Jewel Topsfield , in her Age report on the Yeshivah College reported that the school’s use of BER funding amounting to $2 million was being investigated by the federal department after allegations by parents that the building would be mainly used by Chabad Youth — a community organisation established to disseminate Judaism worldwide,—rather than school pupils.

Separation of  Religion and the State

The above instance  illustrates how public money is being spent on enterprises which are not just educational, but are openly religious. Taxpayer’s money is being employed on capital works which are used for religious benefit.

DOGS believe that this contravenes Section 116 of the Constitutions and point to the following excerpt in Justice Lionel Murphy’s dissenting judgement:

Para 39. …The Commonwealth cannot be concerned with religious teaching - that is entirely private. Section 116 recognizes that an essential condition of religious liberty is that religion be unaided by the Commonwealth…
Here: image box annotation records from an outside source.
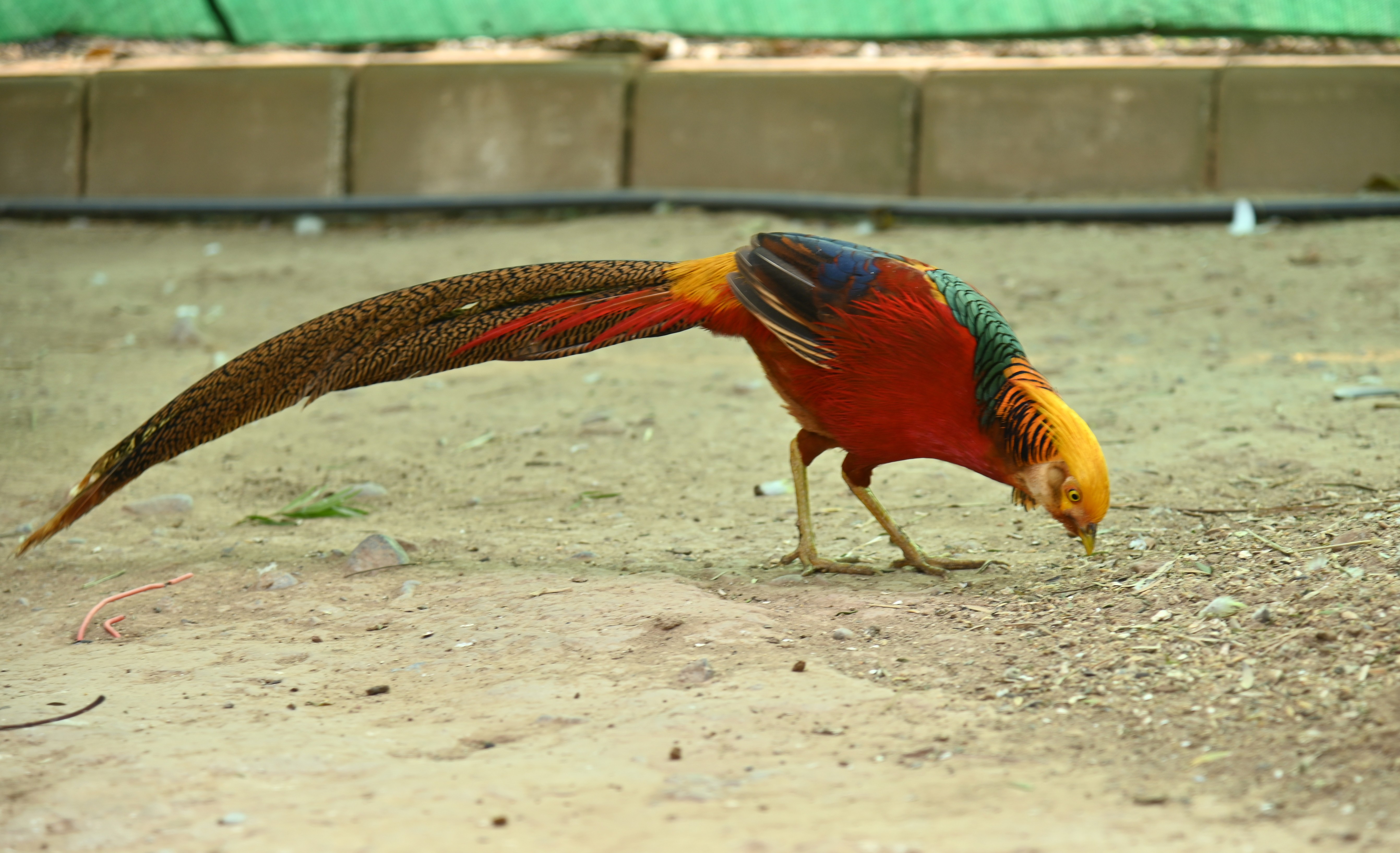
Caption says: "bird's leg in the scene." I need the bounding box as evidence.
[841,468,990,578]
[780,429,875,575]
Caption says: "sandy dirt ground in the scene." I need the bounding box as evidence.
[0,211,1400,853]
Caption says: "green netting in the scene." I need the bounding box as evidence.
[220,0,1400,43]
[0,0,1400,43]
[0,0,223,42]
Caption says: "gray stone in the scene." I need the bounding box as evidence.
[769,575,806,586]
[347,481,389,501]
[676,657,714,684]
[347,533,409,573]
[263,572,301,590]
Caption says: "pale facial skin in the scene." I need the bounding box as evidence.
[1016,460,1099,554]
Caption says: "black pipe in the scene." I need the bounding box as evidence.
[0,189,1400,222]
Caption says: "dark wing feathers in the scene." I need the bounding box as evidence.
[729,234,904,368]
[20,262,672,552]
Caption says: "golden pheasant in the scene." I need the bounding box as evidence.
[18,234,1109,575]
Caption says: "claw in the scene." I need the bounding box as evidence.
[778,548,875,578]
[889,554,997,578]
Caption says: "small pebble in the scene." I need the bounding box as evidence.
[676,657,714,684]
[769,575,806,586]
[167,316,204,347]
[263,572,301,590]
[349,533,409,572]
[291,214,326,236]
[122,495,195,516]
[346,482,389,501]
[1198,596,1245,619]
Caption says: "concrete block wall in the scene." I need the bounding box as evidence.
[87,57,351,197]
[1219,57,1400,193]
[631,60,923,196]
[0,67,87,196]
[0,52,1400,198]
[918,59,1224,197]
[349,52,638,196]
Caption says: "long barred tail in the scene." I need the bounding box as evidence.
[17,260,704,554]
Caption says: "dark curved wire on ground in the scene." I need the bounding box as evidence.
[0,189,1400,222]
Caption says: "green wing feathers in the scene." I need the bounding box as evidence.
[17,262,675,554]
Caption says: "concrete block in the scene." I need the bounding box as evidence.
[350,53,636,196]
[0,74,87,196]
[918,63,1217,197]
[87,56,350,196]
[631,60,918,196]
[1219,57,1400,193]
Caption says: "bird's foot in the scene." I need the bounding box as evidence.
[889,552,1000,578]
[778,548,876,576]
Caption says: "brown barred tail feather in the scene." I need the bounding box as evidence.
[15,260,678,554]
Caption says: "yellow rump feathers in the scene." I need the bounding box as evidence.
[1012,380,1109,522]
[666,252,743,310]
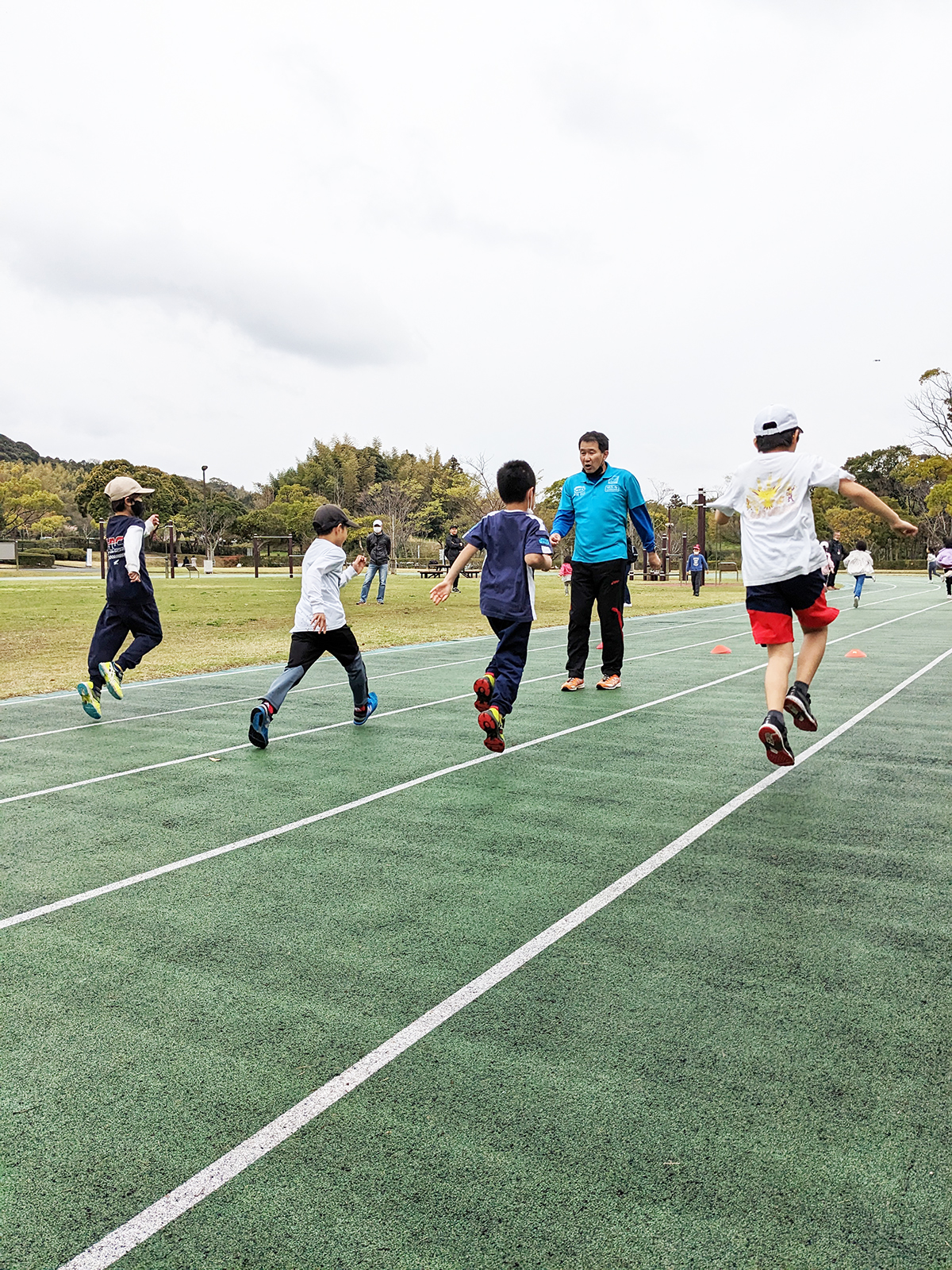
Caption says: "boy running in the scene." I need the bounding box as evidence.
[430,459,552,754]
[248,503,377,749]
[76,476,163,719]
[843,538,876,608]
[713,405,916,767]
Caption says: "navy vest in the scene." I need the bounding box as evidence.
[106,516,154,605]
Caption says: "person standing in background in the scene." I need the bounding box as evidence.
[550,432,662,692]
[357,521,390,605]
[687,542,708,595]
[827,529,846,591]
[443,525,466,595]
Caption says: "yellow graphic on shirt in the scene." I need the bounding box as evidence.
[747,476,793,516]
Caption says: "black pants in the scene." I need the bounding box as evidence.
[89,592,163,692]
[264,626,367,714]
[486,618,532,715]
[565,560,628,679]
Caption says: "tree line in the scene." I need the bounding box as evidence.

Para 41. The fact is that under the Commonwealth laws vast sums of money are being expended for the support of church schools. The result of the capital grants Acts is that great and increasing sums are being given to churches to acquire property, which can then lawfully be used for religious purposes apart altogether from schooling. Although the States Grants (Schools Assistance) Act 1978 forbids approval of projects (for grants) "if the sole or one of the principal objects" is "to provide facilities for use, wholly or principally, for in relation to religious worship" (s. 15), this does not prevent a grant for a project as long as religious worship is not the sole or principal object, or one of the principal objects and the Act does not prevent subsequent use of the property for any purpose, even exclusive use for religious worship. The evidence showed that two Catholic parish school buildings, at Churchill and Corio in Victoria although not used wholly or principally for or in relation to religious worship, have been used for religious purposes (apart from schooling). Eighty per cent of the Catholic primary school building at Churchill in the Latrobe Valley, in Victoria was contributed by the payment of Commonwealth grants. The building is also used as the local parish church. A nearby street sign indicates that the building is a Catholic church. $127,000 of the $180,000 cost of construction of the parish primary school in Corio outside Geelong, was provided out of Commonwealth grants. Both these buildings have been used for celebration of mass for the local parish each Sunday, and for confessions each Saturday, and occasionally for other religious services. There is nothing in the challenged Acts to restrict similar use of other property obtained with moneys given to the churches pursuant to these Acts. The effect of the Grants Acts is that the wealth of the churches is increased annually by many millions of dollars of taxpayers' moneys. They have the effect of establishing religion. As Douglas J. observed "In common understanding there is no surer way of 'establishing' an institution than by financing it" (Wheeler v. Barrera [1975] USSC 117; (1974) 417 US 402, at p 430 ).


The DOGS may have lost the High Court Challenge, but they proved the point. The financing of religious institutions through taxpayer funding of their schools is financing that religion and thereby establishing it.

The interesting thing is, when these religions are under threat from alien theocracies they claim that we live in a ‘secular’ state, ’and their religious liberty is protected by the separation of  religion and the State. This would only be the case if Justice Murphy’s dissent was held by the majority of the High Court.

If that was the case, then taxpayer funding of their enterprises would be unconstitutional and they would be administering genuinely independent schools. Accountability for public money would then be irrelevant.